Silence

Homélie du 6e dimanche du temps ordinaire

Ne dis rien à personneneige01

L’ordre du Christ est étonnant. Pourquoi ne pas laisser le lépreux annoncer sa guérison ? Jusque-là, ainsi que le prescrit la loi et pour éviter la contagion, le lépreux devait au contraire crier partout où il se rendait : « Impur ! Impur ! » Le lépreux est l’homme qui proclame en tous lieux son opprobre. Il est donc assuré de ne jamais pouvoir entrer en relation avec les autres. Désormais guéri, il pourrait faire profession de miraculé en annonçant à tous le miracle, il pourrait enfin passer de la honte à la gloire. Voilà exactement ce que Jésus veut lui éviter, car ce serait substituer un isolement à un autre comme nous allons le voir.

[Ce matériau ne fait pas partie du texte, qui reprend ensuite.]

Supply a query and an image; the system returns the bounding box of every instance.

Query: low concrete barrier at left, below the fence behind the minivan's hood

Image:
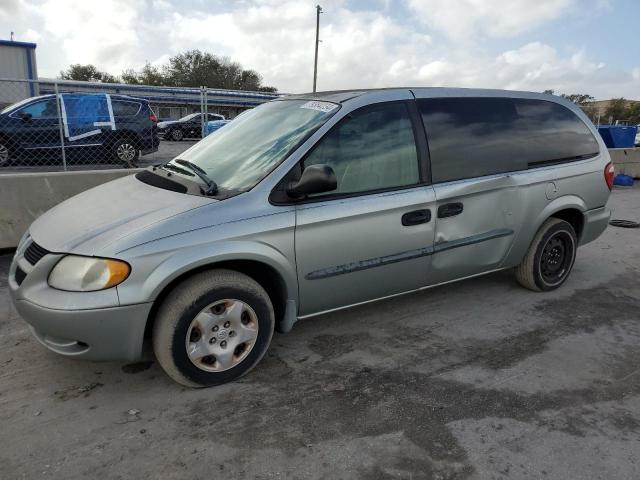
[0,169,139,248]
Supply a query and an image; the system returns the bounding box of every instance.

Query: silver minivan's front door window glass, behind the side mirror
[303,103,420,196]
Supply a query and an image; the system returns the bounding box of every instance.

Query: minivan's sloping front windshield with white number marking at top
[170,100,339,191]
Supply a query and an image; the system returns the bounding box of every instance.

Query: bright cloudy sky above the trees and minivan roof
[0,0,640,99]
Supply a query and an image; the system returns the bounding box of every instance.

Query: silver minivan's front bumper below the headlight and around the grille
[7,237,152,361]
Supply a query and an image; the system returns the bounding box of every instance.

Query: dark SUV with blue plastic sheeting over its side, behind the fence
[0,93,160,167]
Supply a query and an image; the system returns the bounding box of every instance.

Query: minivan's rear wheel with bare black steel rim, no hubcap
[515,217,578,292]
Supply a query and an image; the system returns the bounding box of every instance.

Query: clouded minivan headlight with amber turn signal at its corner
[49,255,131,292]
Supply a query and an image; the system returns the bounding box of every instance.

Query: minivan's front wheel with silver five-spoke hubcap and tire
[152,269,275,387]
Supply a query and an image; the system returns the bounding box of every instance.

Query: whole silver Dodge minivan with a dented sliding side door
[9,88,613,387]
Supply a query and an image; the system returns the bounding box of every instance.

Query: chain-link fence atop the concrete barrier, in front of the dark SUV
[0,79,275,174]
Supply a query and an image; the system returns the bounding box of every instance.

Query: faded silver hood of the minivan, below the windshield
[29,175,212,255]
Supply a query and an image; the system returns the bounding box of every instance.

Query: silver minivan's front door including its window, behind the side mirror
[295,102,435,316]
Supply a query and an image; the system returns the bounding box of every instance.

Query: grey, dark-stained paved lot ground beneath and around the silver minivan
[0,189,640,480]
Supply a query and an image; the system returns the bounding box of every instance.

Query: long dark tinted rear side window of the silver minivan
[418,98,599,182]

Le miraculé ne respectant pas l’ordre du Christ, la célébrité s’attache non seulement à lui mais aussi au Seigneur qui se trouve obligé de fuir « dans les endroits déserts ». Paradoxalement, ce que fuit là le Christ, c’est la solitude. C’est aussi la solitude qu’il voulait épargner au malade en le guérissant. Le « va te montrer au prêtre » signifie : sois réconcilié avec les hommes, retrouve ta place dans le peuple. Jésus ajoute : « ne dis rien à personne » afin que le lépreux puisse retrouver une relation véritable avec les autres. En effet, le Christ sait que la renommée est une autre solitude : elle empêche de rencontrer les autres en vérité car elle précède celui qui est célèbre en tout lieu, si bien qu’on ne viendra pas à lui pour ce qu’il est mais par curiosité, pour voir le prodige. La réputation, qu’elle soit bonne ou mauvaise, n’est pas l’alliée de la relation ; d’ailleurs, nous n’avons pas de réputation auprès de nos amis, ils nous connaissent par-delà la notoriété. Être libéré de la solitude, c’est être en relation avec des personnes pour lesquelles le prestige ou l’opprobre ne comptent pas.

Si le lépreux avait écouté, il aurait donc entendu Jésus l’inviter à faire connaître sa guérison d’une manière qui lui aurait permis d’entrer dans ce type de relations et d’être vraiment libéré de sa solitude. En effet, Jésus ajoute : « donne pour ta purification ce que Moïse a prescrit dans la loi : ce sera pour les gens un témoignage ». L’ordre semble contradictoire avec le premier. Ne rien dire à personne et pourtant témoigner ? C’est que le témoin ne parle pas de lui-même, il proclame les merveilles d’un autre. Le lépreux guéri était invité à reconnaître que sa guérison venait de Dieu et à faire entrer par son témoignage les autres dans la même action de grâce. Le parcours que lui propose Jésus est comme court-circuité par l’annonce qu’il en fait, il se fait connaître et fait connaître Jésus mais sans s’être reconnu comme sauvé par Dieu. Il empêche donc le miracle de porter son fruit ; en n’allant pas au bout, en ne reconnaissant pas que le don vient de Dieu, il en fait une vanité et ne peut être véritablement réconcilié avec les hommes.

Il s’interdit ainsi de devenir témoin car la parole du témoin éclot dans le silence de la prière. Là, nous apprenons ce que nous devons à notre Créateur et Sauveur ; là, nous en recevons davantage encore ; là, le Seigneur emplit de lui notre misère ; de là peut naître un témoignage qui porte du fruit. Nous pouvons faire tout le bruit possible autour de nous, ce ne sera que de la vase agitée, des feuilles mortes dans le vent qui finiront par retomber ; passés au feu de la prière, ce que nous proclamerons des bienfaits de Dieu, portera dans notre cœur et celui des autres un fruit d’éternité. Amen.